GMO: Value Outperformed Growth in the First Quarter. That Doesn’t Mean It’s Over.

“We think there’s plenty of room to run,” said GMO’s co-head of asset allocation John Thorndike.

Daniel Acker/Bloomberg

Daniel Acker/Bloomberg

Value stocks just came off a spectacular first quarter, but investors shouldn’t expect that to make much of a difference in the longer term performance gap between growth and value.

In a brief report from the asset allocation team at GMO, the group argues that while value stocks have been left on the sidelines in lieu of growth stocks for some time now, there was a “meaningful reversal” in the first quarter of 2022. In fact, GMO cited the MSCI ACWI value index’s performance, which outperformed its growth counterpart by 8.8 percent.

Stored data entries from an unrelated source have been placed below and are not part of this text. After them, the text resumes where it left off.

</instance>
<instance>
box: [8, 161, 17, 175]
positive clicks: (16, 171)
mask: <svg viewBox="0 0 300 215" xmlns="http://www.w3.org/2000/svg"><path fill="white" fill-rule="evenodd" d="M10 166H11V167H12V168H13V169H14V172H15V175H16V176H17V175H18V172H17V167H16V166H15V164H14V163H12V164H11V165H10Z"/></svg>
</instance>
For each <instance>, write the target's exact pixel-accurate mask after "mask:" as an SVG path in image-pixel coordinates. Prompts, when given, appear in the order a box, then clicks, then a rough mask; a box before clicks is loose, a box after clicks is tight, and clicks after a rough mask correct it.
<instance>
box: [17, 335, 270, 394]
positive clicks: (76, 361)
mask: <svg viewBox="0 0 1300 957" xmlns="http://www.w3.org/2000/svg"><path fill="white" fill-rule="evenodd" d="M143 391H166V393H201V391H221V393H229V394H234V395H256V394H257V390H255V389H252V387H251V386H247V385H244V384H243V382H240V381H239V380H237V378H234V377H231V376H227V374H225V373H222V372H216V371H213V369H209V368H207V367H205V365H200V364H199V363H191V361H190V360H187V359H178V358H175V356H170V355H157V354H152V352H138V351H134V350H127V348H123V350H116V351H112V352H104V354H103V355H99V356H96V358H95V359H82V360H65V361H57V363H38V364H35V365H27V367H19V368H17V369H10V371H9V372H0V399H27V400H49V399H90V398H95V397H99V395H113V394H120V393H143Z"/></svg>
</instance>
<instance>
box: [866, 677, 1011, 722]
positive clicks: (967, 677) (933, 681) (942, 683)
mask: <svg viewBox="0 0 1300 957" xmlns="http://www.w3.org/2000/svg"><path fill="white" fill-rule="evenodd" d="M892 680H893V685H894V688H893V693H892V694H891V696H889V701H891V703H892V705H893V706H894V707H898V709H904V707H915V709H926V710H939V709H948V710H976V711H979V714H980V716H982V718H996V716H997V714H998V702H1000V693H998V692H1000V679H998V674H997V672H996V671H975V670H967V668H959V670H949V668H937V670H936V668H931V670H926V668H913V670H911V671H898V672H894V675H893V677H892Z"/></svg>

But the GMO asset allocation team warns that this outperformance does not mark the finite reversal of value and growth.

“Growth has beat value by so much and for so long that an 8.8 percent move is basically just a blip,” John Thorndike, co-head of asset allocation at GMO, told Institutional Investor.

GMO described growth as “out-compounding” value for over a decade. Consider this: From 2009 to 2021, the MSCI ACWI Value index returned 9.2 percent annually. The authors of GMO’s report called this “commendable.”

But the MSCI ACWI Growth generated a 14.5 percent on an average annual basis. That means growth has out-compounded value by a cumulative — and whopping — 265 percent.

GMO said the reversal in the first quarter is relatively insignificant when it comes to the differential between value and growth.

In the report, GMO’s asset allocation team calculated the ratio of the most expensive third of stocks — growth stocks — divided by the cheapest third of stocks —value stocks — for each sector. They then compared this ratio — or differential between value and growth stocks — to its current ratio and what it has been over time.

“We basically built a DDM [Dividend Discount Model] like a fundamental investor would, except we did it quantitatively and applied it to every stock in our universe,” Thorndike said.

Take the energy sector, for example: The most expensive third of energy stocks in this sector trade at about 3 times the ratio of the cheapest third of energy companies in the energy sector. In other sectors like consumer discretionary and information technology, the difference is even larger.

“The wider that discount is, the more likely it is to shrink back toward an average,” Thorndike said.

Today, Thorndike said the value spreads are still very wide, which means that they will inevitably shrink and return to average. In order for the spreads to shrink, value stocks have to first outperform growth stocks.

While the spreads remain wide, they tightened a bit during the first quarter of 2022. For institutional investors, this means that the best-performing stocks in their portfolios may become some of the worst-performing stocks. But this isn’t going to happen overnight — and the first quarter certainly didn’t change much.

“We think there’s plenty of room to run,” Thorndike said.